Beautiful fish you have. Where can I get one other than Africa?! :lol:


----------



## Johnathan (Oct 10, 2006)

Thank u *des*.
Definitely worth the effort of finding it.


----------



## Johnathan (Oct 10, 2006)

*Additional video of this marvelous cichlid -*






Johnathan. :thumb:


----------



## SOU812 (Jun 11, 2013)

you really get beautiful africans,one of my favourite lethrinop species,keep up the good work,pm me if you ship to Toronto,Canada


----------



## cichlid-gal (Apr 27, 2012)

Exceptional and stunning. Lovely fish.


----------



## Johnathan (Oct 10, 2006)

Thank you very much SOU812 & cichlid-gal :thumb: 
I will let you know :wink:


----------



## Johnathan (Oct 10, 2006)

*Another close-up video:*


----------



## Michael_S (Aug 18, 2013)

My cichlid dream is to have stunning fish as you have.


----------



## eeztropheus (Jan 10, 2010)

Pretty amazing!


----------



## Johnathan (Oct 10, 2006)

Thank you Michael & eez


----------



## Johnathan (Oct 10, 2006)

*A video of Lethrinops sp. "red cap" Itungi F1 juveniles, 6-9 cm, already breeding:*






Johnathan :thumb:


----------



## Iggy Newcastle (May 15, 2012)

Excellent! Definitely worth setting up a species only tank.


----------



## Johnathan (Oct 10, 2006)

Thanks Iggy!
Indeed, an amazing cichlid :thumb:


----------



## DrgRcr (Jun 23, 2009)

I've always had a thing for Red Caps ever since I saw a stunning, 6" wild male a few years ago. I acquired a nice group of 6 recently and they are coming into their own now. They are supposed to be from a very nice line of them, and I'm beginning to believe it. Here are a couple of shots.


----------



## audierou (Jul 25, 2012)

Very beautiful fish!
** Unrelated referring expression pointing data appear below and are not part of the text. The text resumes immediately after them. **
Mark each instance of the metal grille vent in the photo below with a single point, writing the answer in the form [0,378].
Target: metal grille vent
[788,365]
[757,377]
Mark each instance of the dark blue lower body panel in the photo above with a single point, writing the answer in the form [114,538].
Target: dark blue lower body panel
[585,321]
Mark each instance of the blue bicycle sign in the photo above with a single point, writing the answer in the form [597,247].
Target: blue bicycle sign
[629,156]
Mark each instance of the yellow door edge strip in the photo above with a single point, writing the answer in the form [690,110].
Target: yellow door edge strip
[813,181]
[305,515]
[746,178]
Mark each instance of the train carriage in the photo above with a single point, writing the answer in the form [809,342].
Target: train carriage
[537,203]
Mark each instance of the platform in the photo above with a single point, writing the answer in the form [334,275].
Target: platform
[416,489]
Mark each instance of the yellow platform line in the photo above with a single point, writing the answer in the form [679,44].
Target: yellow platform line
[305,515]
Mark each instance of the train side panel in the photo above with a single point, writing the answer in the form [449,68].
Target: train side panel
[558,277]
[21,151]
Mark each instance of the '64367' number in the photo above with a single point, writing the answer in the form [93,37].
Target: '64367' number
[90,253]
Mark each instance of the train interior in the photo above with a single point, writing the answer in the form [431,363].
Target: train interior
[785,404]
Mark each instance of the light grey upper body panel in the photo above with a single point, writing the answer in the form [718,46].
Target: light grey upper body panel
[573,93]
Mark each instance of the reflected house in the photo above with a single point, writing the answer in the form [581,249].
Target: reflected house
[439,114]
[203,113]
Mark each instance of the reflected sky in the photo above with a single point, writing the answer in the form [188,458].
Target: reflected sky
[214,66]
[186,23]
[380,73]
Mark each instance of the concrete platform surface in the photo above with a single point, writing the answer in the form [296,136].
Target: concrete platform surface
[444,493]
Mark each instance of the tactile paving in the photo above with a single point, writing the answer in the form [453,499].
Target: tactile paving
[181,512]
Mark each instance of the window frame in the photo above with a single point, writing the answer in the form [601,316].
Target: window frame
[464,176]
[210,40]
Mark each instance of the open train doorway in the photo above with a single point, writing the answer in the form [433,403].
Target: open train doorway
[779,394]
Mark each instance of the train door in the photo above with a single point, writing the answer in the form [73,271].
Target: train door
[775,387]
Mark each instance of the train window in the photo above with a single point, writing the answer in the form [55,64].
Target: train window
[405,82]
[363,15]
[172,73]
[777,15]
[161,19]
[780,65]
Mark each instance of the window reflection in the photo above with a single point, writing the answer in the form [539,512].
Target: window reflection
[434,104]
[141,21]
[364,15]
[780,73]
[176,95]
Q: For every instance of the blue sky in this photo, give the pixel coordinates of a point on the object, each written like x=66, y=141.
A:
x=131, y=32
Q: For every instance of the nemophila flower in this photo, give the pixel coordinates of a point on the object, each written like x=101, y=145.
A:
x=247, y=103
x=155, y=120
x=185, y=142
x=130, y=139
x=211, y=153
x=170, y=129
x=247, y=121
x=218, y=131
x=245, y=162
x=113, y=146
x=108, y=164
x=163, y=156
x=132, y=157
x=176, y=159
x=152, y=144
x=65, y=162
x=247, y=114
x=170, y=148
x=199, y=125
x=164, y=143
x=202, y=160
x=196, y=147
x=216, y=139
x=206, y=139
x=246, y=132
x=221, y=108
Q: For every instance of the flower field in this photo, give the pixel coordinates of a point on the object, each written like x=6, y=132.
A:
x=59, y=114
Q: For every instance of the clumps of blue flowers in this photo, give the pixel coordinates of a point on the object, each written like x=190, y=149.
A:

Rewards from a tank that is taken care of!!


----------



## Kanorin (Apr 8, 2008)

Gorgeous fish!
Mind if I ask what size tank you breed these in, and what M:F ratios you keep?


----------



## Johnathan (Oct 10, 2006)

Very nice "red caps" *DrgRcr* 
Hi *Kanorin*,
Recommended ratio is 1m:2f, but 2 males in a tank is preferable. 70+ gallons , 1.2+ m long, 0.5-0.75 m width is better for them.


----------